Medina foi o ponto de partida para uma nova era para o Islão. ‘Uma nova era acabara, de facto, por iniciar-se’, diz Emile Dermenghen. Uma nova comunidade, além das organizações tribais tradicionais da Arábia, acabara de nascer.
A Hégira é percebida por vários ocidentais como uma fuga. Não é o caso. Trata-se, melhor dizendo, de um ‘exílio voluntário’. Se Deus o quisesse, teria ordenado ao Profeta e aos seus companheiros que permanecessem em Meca e tê-los-ia fortificado para superar a hostilidade, as violências e as afrontas do inimigo e teria feito com que o Islão triunfasse noutras condições.

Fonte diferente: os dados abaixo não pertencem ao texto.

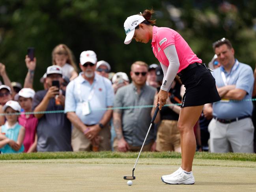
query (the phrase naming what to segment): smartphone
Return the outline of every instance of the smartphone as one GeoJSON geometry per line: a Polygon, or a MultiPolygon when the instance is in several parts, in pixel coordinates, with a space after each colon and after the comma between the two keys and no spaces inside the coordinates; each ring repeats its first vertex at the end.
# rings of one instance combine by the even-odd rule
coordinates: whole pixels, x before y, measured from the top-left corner
{"type": "Polygon", "coordinates": [[[34,61],[35,57],[35,48],[34,47],[28,48],[28,56],[31,61],[34,61]]]}
{"type": "Polygon", "coordinates": [[[55,86],[60,88],[60,82],[59,81],[52,81],[52,86],[55,86]]]}

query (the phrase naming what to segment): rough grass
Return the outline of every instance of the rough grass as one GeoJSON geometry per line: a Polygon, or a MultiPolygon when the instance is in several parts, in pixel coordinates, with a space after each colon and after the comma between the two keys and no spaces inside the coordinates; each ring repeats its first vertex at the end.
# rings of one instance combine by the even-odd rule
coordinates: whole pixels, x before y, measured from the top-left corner
{"type": "MultiPolygon", "coordinates": [[[[103,151],[44,152],[0,155],[0,160],[29,159],[72,159],[90,158],[136,158],[138,152],[114,152],[103,151]]],[[[174,152],[142,152],[140,158],[181,158],[180,153],[174,152]]],[[[252,153],[211,153],[196,152],[195,159],[232,160],[256,162],[256,154],[252,153]]]]}

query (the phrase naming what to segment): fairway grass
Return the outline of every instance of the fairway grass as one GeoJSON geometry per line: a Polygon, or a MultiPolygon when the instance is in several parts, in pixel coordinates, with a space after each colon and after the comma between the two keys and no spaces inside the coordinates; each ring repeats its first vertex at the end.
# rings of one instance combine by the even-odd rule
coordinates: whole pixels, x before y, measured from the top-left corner
{"type": "Polygon", "coordinates": [[[0,160],[1,192],[255,191],[256,162],[195,159],[194,185],[167,185],[163,175],[176,170],[179,158],[142,158],[128,186],[136,158],[0,160]]]}

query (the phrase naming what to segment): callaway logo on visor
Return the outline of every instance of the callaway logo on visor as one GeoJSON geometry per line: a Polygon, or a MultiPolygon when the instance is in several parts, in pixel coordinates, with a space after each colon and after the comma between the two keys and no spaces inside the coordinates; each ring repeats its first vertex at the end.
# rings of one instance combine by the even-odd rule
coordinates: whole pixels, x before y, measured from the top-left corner
{"type": "Polygon", "coordinates": [[[132,26],[133,25],[133,24],[135,24],[135,25],[137,24],[137,22],[138,22],[139,21],[138,20],[135,20],[134,21],[133,21],[133,22],[132,23],[131,26],[132,26]]]}
{"type": "Polygon", "coordinates": [[[52,68],[50,69],[50,71],[60,71],[60,69],[58,68],[52,68]]]}
{"type": "Polygon", "coordinates": [[[128,29],[127,30],[125,30],[125,29],[124,31],[125,32],[125,34],[127,34],[131,31],[131,30],[130,29],[128,29]]]}

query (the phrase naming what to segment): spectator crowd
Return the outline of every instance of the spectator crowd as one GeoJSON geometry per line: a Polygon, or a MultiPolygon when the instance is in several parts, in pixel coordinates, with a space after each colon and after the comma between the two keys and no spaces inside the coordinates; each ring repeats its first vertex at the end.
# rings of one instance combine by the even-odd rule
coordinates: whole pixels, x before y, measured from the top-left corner
{"type": "MultiPolygon", "coordinates": [[[[213,47],[208,67],[222,100],[204,107],[194,127],[197,150],[255,153],[256,69],[235,58],[228,39],[213,47]]],[[[111,72],[111,63],[98,61],[92,50],[81,52],[80,73],[66,45],[54,47],[52,57],[40,79],[44,89],[36,92],[36,57],[25,56],[23,86],[11,82],[0,63],[1,153],[139,151],[155,110],[147,106],[155,103],[162,84],[160,64],[135,61],[129,78],[123,72],[111,72]]],[[[185,91],[176,76],[144,151],[181,151],[177,124],[185,91]]]]}

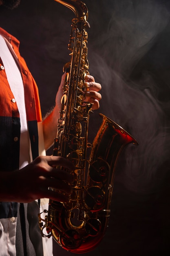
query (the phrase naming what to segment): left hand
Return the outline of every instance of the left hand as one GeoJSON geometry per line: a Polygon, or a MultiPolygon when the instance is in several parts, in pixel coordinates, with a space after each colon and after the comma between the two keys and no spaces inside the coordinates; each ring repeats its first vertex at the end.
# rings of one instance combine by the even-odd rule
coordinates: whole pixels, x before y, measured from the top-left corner
{"type": "Polygon", "coordinates": [[[98,92],[102,88],[101,85],[95,82],[93,76],[87,75],[85,76],[86,83],[84,85],[86,88],[85,100],[88,102],[93,103],[92,109],[99,108],[99,101],[102,99],[102,95],[98,92]]]}

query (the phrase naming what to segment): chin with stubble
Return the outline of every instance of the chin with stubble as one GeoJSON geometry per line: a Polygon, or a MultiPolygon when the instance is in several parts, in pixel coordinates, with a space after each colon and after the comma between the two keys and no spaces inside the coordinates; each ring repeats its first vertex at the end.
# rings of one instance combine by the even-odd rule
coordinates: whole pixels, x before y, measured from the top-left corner
{"type": "Polygon", "coordinates": [[[0,0],[0,5],[13,10],[19,5],[20,2],[21,0],[0,0]]]}

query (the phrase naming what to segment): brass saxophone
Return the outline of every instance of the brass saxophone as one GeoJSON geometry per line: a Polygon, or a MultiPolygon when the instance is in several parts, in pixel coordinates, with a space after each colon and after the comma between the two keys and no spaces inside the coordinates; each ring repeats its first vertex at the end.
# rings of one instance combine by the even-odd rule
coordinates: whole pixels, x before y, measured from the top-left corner
{"type": "Polygon", "coordinates": [[[39,215],[39,225],[42,236],[52,236],[67,251],[84,253],[96,247],[105,233],[110,214],[114,174],[120,153],[127,144],[138,143],[102,114],[101,127],[92,145],[88,143],[89,116],[92,106],[84,102],[84,77],[89,74],[88,10],[79,0],[55,0],[71,9],[76,18],[72,20],[68,44],[71,60],[65,67],[64,95],[53,155],[73,162],[76,169],[69,202],[63,203],[50,199],[48,211],[44,211],[47,215],[44,219],[41,213],[39,215]],[[44,234],[44,229],[47,234],[44,234]]]}

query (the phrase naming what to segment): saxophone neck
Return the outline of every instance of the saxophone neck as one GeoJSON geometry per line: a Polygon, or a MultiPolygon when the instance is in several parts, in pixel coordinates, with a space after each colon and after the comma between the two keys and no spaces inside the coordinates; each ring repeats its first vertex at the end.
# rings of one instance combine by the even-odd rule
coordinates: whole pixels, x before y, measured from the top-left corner
{"type": "Polygon", "coordinates": [[[86,21],[88,18],[88,9],[86,4],[79,0],[54,0],[71,9],[74,13],[77,18],[84,18],[86,21]]]}

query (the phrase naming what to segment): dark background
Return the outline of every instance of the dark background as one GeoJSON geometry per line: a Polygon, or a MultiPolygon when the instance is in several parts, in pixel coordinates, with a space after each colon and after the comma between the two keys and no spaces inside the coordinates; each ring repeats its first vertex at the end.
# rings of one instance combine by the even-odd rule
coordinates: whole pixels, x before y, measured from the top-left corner
{"type": "MultiPolygon", "coordinates": [[[[170,1],[86,0],[90,71],[102,85],[99,112],[126,129],[139,146],[119,159],[109,226],[87,256],[170,255],[170,1]]],[[[69,60],[73,13],[53,0],[22,0],[0,9],[0,25],[21,42],[39,87],[43,115],[54,105],[69,60]]],[[[55,255],[71,255],[55,245],[55,255]]]]}

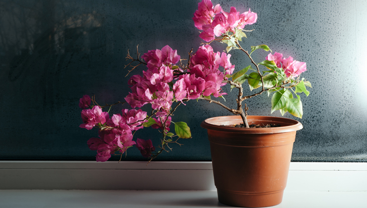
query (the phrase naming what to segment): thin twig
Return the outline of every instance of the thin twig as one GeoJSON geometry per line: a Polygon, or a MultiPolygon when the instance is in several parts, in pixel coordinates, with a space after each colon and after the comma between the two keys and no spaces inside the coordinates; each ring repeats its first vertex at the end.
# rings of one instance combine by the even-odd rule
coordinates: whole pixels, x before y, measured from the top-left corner
{"type": "Polygon", "coordinates": [[[205,101],[209,101],[209,103],[214,103],[215,104],[217,104],[221,106],[222,107],[224,107],[224,108],[226,109],[227,110],[228,110],[228,111],[229,111],[230,112],[233,113],[238,114],[239,112],[238,111],[238,110],[235,110],[234,109],[230,108],[229,107],[227,107],[224,104],[222,104],[221,103],[218,101],[214,101],[211,99],[207,99],[206,98],[203,98],[203,97],[199,97],[199,98],[198,98],[198,99],[204,100],[205,101]]]}
{"type": "Polygon", "coordinates": [[[260,75],[260,77],[261,78],[261,83],[262,83],[262,90],[264,90],[265,89],[265,87],[264,87],[264,79],[262,78],[262,76],[261,75],[261,73],[260,72],[260,69],[259,69],[259,65],[256,64],[256,63],[255,63],[255,61],[254,61],[253,59],[252,59],[252,58],[251,57],[250,54],[248,53],[247,51],[245,50],[241,46],[241,45],[239,44],[239,43],[238,43],[238,41],[237,40],[235,40],[234,41],[235,42],[236,44],[238,46],[238,48],[241,50],[241,51],[243,51],[246,53],[246,54],[248,56],[248,58],[250,58],[250,60],[251,60],[251,62],[253,65],[255,65],[255,66],[256,67],[256,69],[257,70],[257,73],[259,74],[259,75],[260,75]]]}

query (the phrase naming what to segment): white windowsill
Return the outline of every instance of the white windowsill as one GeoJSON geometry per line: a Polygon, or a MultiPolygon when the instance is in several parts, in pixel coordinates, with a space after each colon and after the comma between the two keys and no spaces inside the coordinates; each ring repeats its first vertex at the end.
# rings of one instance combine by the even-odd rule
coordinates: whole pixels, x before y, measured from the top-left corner
{"type": "MultiPolygon", "coordinates": [[[[291,163],[274,207],[367,208],[367,163],[291,163]]],[[[0,161],[0,208],[226,207],[209,162],[0,161]]]]}

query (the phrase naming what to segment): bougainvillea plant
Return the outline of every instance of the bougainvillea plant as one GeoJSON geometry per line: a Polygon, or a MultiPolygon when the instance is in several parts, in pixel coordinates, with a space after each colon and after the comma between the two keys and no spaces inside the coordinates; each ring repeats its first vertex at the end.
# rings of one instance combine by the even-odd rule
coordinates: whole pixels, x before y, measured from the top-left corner
{"type": "Polygon", "coordinates": [[[143,76],[134,75],[128,81],[131,92],[125,100],[132,109],[123,109],[121,114],[110,116],[109,109],[121,102],[101,106],[96,102],[94,97],[91,98],[87,95],[80,100],[79,106],[84,109],[81,112],[83,123],[80,127],[88,130],[98,129],[99,137],[91,138],[87,142],[91,150],[97,150],[97,161],[106,161],[116,152],[122,156],[134,146],[144,157],[152,160],[163,151],[171,150],[171,144],[180,144],[178,142],[179,138],[191,138],[187,124],[174,121],[172,116],[179,105],[184,105],[185,102],[191,100],[207,101],[240,115],[244,125],[248,128],[248,108],[246,104],[243,107],[242,102],[265,92],[268,96],[274,93],[271,99],[272,113],[279,110],[282,115],[289,112],[301,118],[302,104],[298,94],[304,93],[308,96],[310,93],[306,87],[311,87],[309,82],[299,76],[306,71],[306,63],[294,60],[290,56],[283,58],[281,53],[272,53],[266,45],[251,46],[249,51],[243,49],[239,42],[246,37],[244,32],[249,32],[243,28],[247,24],[255,23],[257,19],[257,14],[249,9],[240,13],[236,8],[231,7],[227,12],[219,4],[213,6],[210,0],[203,0],[198,3],[192,19],[195,26],[201,30],[199,37],[206,43],[194,53],[191,50],[187,64],[183,64],[184,59],[181,59],[177,51],[168,45],[161,50],[149,51],[141,58],[137,47],[137,58],[128,53],[127,58],[131,61],[126,66],[132,68],[129,73],[140,65],[147,67],[143,71],[143,76]],[[226,44],[226,53],[214,52],[210,45],[214,41],[226,44]],[[243,52],[252,66],[249,65],[233,73],[235,66],[231,63],[231,55],[228,54],[232,49],[243,52]],[[251,56],[257,49],[271,52],[265,60],[258,63],[251,56]],[[133,63],[137,64],[133,66],[133,63]],[[258,88],[259,91],[244,96],[242,85],[246,81],[251,91],[258,88]],[[212,96],[224,98],[223,96],[227,94],[223,92],[222,87],[227,84],[230,85],[231,90],[238,90],[236,109],[211,99],[212,96]],[[140,108],[147,104],[152,108],[150,114],[140,108]],[[108,111],[102,110],[108,107],[108,111]],[[172,130],[173,123],[174,130],[172,130]],[[159,129],[162,133],[157,147],[150,139],[133,139],[137,130],[149,127],[159,129]]]}

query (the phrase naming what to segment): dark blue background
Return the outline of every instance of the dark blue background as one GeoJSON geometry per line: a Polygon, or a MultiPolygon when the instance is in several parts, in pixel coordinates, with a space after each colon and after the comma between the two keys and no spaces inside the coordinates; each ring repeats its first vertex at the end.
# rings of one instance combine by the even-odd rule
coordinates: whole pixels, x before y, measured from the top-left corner
{"type": "MultiPolygon", "coordinates": [[[[95,130],[81,123],[79,99],[95,95],[100,104],[124,101],[130,91],[124,65],[128,49],[144,53],[166,45],[187,58],[201,40],[191,19],[198,0],[0,0],[0,159],[93,160],[86,141],[95,130]]],[[[242,46],[266,44],[284,56],[306,62],[312,84],[302,96],[303,129],[293,161],[367,160],[367,2],[363,0],[214,1],[229,11],[257,13],[242,46]]],[[[225,46],[214,43],[214,50],[225,46]]],[[[232,51],[236,69],[250,64],[232,51]]],[[[254,53],[256,62],[268,53],[254,53]]],[[[131,75],[142,74],[144,67],[131,75]]],[[[229,91],[228,88],[225,90],[229,91]]],[[[235,98],[226,97],[227,104],[235,98]]],[[[249,93],[246,88],[245,93],[249,93]]],[[[270,115],[270,98],[247,102],[249,113],[270,115]]],[[[234,103],[232,103],[234,106],[234,103]]],[[[124,107],[128,107],[127,104],[124,107]]],[[[119,113],[121,105],[113,112],[119,113]]],[[[145,108],[148,110],[149,108],[145,108]]],[[[187,122],[193,137],[181,140],[159,160],[210,160],[204,119],[229,114],[213,104],[192,101],[174,121],[187,122]]],[[[281,116],[279,112],[271,114],[281,116]]],[[[156,131],[136,135],[158,145],[156,131]]],[[[117,159],[118,157],[114,158],[117,159]]],[[[144,159],[136,148],[126,159],[144,159]]]]}

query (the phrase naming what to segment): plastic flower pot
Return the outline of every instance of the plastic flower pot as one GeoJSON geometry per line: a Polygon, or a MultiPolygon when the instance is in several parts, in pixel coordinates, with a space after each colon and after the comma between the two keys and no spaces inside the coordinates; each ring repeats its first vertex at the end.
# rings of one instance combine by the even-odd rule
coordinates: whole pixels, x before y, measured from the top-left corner
{"type": "Polygon", "coordinates": [[[270,128],[239,128],[239,115],[203,121],[210,144],[218,199],[235,207],[264,207],[280,204],[287,185],[299,122],[271,116],[247,116],[249,124],[280,124],[270,128]]]}

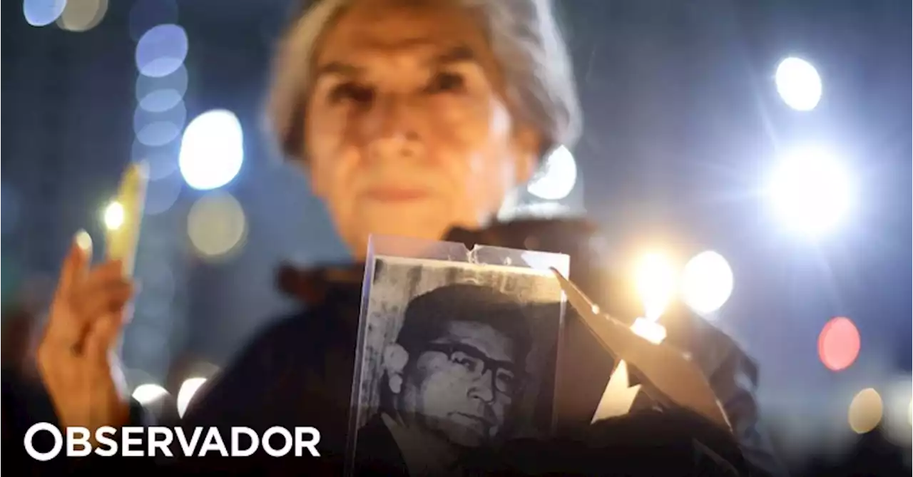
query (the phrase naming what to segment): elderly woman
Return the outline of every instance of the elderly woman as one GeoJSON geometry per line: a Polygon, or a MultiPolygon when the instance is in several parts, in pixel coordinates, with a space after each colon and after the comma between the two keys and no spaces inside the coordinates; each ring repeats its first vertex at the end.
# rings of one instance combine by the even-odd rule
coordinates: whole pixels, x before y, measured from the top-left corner
{"type": "MultiPolygon", "coordinates": [[[[579,130],[572,68],[548,1],[311,4],[280,46],[270,114],[284,151],[307,171],[356,259],[364,258],[371,233],[563,252],[572,255],[572,278],[606,310],[637,316],[592,250],[598,235],[590,225],[494,223],[509,192],[552,149],[572,145],[579,130]]],[[[110,378],[108,357],[131,285],[119,264],[89,270],[82,242],[66,259],[39,368],[63,425],[123,425],[131,406],[110,378]]],[[[254,339],[184,424],[314,426],[323,459],[293,463],[338,474],[351,437],[362,273],[283,270],[280,285],[306,302],[307,313],[254,339]]],[[[742,453],[758,472],[775,472],[756,428],[750,360],[698,318],[670,322],[678,324],[670,341],[706,371],[742,453]]],[[[589,424],[612,363],[603,362],[579,320],[570,320],[566,337],[557,400],[573,428],[589,424]]],[[[260,465],[231,462],[235,470],[260,465]]]]}

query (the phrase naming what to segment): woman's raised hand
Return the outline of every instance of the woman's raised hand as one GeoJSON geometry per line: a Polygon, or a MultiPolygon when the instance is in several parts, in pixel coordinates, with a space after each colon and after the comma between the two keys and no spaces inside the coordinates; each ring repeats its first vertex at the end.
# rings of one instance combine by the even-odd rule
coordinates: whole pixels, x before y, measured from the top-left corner
{"type": "Polygon", "coordinates": [[[59,425],[85,427],[94,435],[101,426],[129,420],[113,347],[134,287],[120,261],[93,268],[91,257],[91,238],[79,232],[60,272],[37,365],[59,425]]]}

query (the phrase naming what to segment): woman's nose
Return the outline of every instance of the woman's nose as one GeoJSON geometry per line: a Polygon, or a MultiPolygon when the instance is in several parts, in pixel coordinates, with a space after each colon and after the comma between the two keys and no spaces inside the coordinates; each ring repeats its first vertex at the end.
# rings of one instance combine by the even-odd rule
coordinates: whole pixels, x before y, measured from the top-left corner
{"type": "Polygon", "coordinates": [[[416,109],[404,95],[377,99],[364,120],[364,140],[373,160],[416,157],[420,146],[416,109]]]}

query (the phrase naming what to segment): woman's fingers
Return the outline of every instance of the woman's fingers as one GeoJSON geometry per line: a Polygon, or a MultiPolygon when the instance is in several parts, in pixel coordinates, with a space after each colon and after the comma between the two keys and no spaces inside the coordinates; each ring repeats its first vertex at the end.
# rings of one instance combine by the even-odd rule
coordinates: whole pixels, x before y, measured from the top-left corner
{"type": "Polygon", "coordinates": [[[96,366],[102,366],[109,373],[110,370],[106,365],[108,352],[114,345],[114,339],[120,334],[122,323],[121,313],[109,313],[92,325],[86,337],[86,358],[96,366]]]}
{"type": "Polygon", "coordinates": [[[84,230],[80,230],[73,237],[69,254],[63,263],[60,272],[60,282],[58,284],[58,294],[62,297],[79,286],[81,278],[89,272],[89,264],[92,261],[92,238],[84,230]]]}
{"type": "Polygon", "coordinates": [[[87,294],[79,307],[83,328],[91,327],[108,315],[120,314],[132,297],[133,285],[126,281],[105,284],[102,288],[87,294]]]}
{"type": "Polygon", "coordinates": [[[91,240],[84,231],[78,233],[69,254],[64,259],[47,328],[47,336],[53,342],[70,343],[80,334],[82,324],[74,319],[70,305],[74,291],[80,287],[89,275],[91,240]]]}

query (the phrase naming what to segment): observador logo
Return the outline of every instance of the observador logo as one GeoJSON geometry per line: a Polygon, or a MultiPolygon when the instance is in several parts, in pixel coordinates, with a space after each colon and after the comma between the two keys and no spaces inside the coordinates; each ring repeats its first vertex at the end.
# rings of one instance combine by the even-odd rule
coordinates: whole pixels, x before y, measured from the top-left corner
{"type": "Polygon", "coordinates": [[[94,447],[89,443],[91,432],[86,428],[68,427],[65,434],[57,426],[38,422],[28,428],[24,439],[26,451],[36,461],[49,461],[65,452],[67,457],[85,457],[90,453],[101,457],[249,457],[259,448],[272,457],[284,457],[294,449],[294,455],[301,457],[304,450],[313,457],[320,457],[317,444],[320,432],[312,427],[287,428],[274,426],[262,436],[246,427],[233,427],[228,439],[224,439],[218,428],[168,428],[150,427],[100,427],[95,431],[94,447]],[[54,444],[50,451],[39,451],[33,441],[38,432],[51,435],[54,444]],[[115,440],[116,436],[116,440],[115,440]],[[179,444],[173,445],[174,442],[179,444]],[[277,447],[277,443],[281,443],[277,447]],[[227,444],[227,445],[226,445],[227,444]],[[66,449],[65,449],[66,447],[66,449]]]}

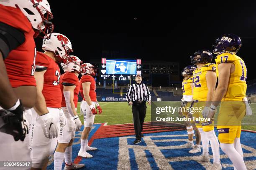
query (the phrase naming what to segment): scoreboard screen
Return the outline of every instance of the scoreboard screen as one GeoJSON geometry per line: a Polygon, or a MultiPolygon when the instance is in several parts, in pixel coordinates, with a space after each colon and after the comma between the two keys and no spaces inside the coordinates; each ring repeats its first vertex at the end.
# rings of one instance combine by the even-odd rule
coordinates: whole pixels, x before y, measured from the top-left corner
{"type": "Polygon", "coordinates": [[[136,75],[137,74],[136,60],[106,60],[106,74],[136,75]]]}
{"type": "Polygon", "coordinates": [[[129,81],[135,80],[136,75],[141,73],[140,59],[101,59],[101,79],[129,81]]]}

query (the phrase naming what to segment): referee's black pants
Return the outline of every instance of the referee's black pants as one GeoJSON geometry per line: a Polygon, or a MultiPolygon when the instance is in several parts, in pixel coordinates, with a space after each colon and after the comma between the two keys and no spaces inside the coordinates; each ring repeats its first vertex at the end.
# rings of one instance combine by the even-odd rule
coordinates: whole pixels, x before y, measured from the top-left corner
{"type": "Polygon", "coordinates": [[[143,130],[143,123],[146,117],[147,106],[146,102],[136,103],[133,104],[132,110],[133,117],[133,126],[134,131],[136,135],[136,138],[141,139],[141,132],[143,130]]]}

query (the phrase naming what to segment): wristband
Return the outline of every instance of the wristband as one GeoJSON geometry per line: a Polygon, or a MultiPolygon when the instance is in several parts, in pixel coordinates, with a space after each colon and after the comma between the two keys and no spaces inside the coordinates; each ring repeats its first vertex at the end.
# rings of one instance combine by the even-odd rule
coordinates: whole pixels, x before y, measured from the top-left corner
{"type": "Polygon", "coordinates": [[[73,117],[73,119],[74,120],[75,119],[77,119],[77,118],[78,118],[78,115],[76,115],[75,116],[73,117]]]}
{"type": "Polygon", "coordinates": [[[9,111],[14,110],[17,108],[18,108],[20,105],[20,100],[19,100],[19,99],[18,99],[18,100],[17,100],[17,102],[16,102],[14,104],[14,105],[10,109],[7,109],[7,110],[9,111]]]}
{"type": "Polygon", "coordinates": [[[47,121],[51,118],[50,115],[49,115],[48,113],[47,113],[40,116],[40,118],[43,121],[47,121]]]}
{"type": "Polygon", "coordinates": [[[216,110],[216,108],[217,107],[215,106],[214,105],[212,104],[211,104],[211,106],[210,106],[210,110],[211,111],[214,111],[216,110]]]}

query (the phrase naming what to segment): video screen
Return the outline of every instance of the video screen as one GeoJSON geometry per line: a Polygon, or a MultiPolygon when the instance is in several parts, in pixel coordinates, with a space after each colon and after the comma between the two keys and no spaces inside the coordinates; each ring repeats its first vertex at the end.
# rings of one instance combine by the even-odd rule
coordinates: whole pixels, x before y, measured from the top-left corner
{"type": "Polygon", "coordinates": [[[107,74],[136,75],[136,60],[108,60],[106,64],[107,74]]]}

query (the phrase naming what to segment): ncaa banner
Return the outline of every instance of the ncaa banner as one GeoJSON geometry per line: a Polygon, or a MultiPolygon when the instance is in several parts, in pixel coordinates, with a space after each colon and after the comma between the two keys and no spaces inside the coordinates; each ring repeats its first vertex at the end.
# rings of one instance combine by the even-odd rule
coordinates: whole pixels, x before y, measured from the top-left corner
{"type": "Polygon", "coordinates": [[[123,97],[107,96],[102,98],[101,101],[103,102],[126,102],[126,99],[125,97],[123,97]]]}

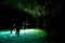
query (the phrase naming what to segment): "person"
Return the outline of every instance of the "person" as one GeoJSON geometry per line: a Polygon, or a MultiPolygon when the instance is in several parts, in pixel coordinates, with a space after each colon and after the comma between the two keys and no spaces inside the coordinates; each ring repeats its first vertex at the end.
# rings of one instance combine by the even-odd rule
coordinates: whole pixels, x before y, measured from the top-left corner
{"type": "Polygon", "coordinates": [[[16,27],[16,34],[18,35],[20,34],[20,18],[16,18],[15,19],[15,27],[16,27]]]}
{"type": "Polygon", "coordinates": [[[12,20],[11,20],[11,27],[10,27],[11,28],[11,33],[12,33],[12,30],[13,30],[13,27],[14,27],[13,24],[14,24],[14,19],[12,18],[12,20]]]}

Deus decidiu que as coisas ocorressem de forma diferente e a Hégira adquire um signi-ficado completamente distinto. E, o Alcorão é claro: ‘a Hégira é um acto do Islão, ou seja, de abandono em Deus, de confiança n’Ele’. Assim, a ordem de expatriação veio de Deus como o demonstra, de facto, este relato de Aisha (r.a.), esposa do Profeta (s.a.w.): ‘O Profeta chegou à nossa casa a uma hora tardia. (Meu pai) Abu Bakr percebeu que a razão desta visita se prendia com um assunto sério. O Profeta (s.a.w.), após ter-se sentado, disse então: Deus autoriza-me a abandonar a Meca e a emigrar também’.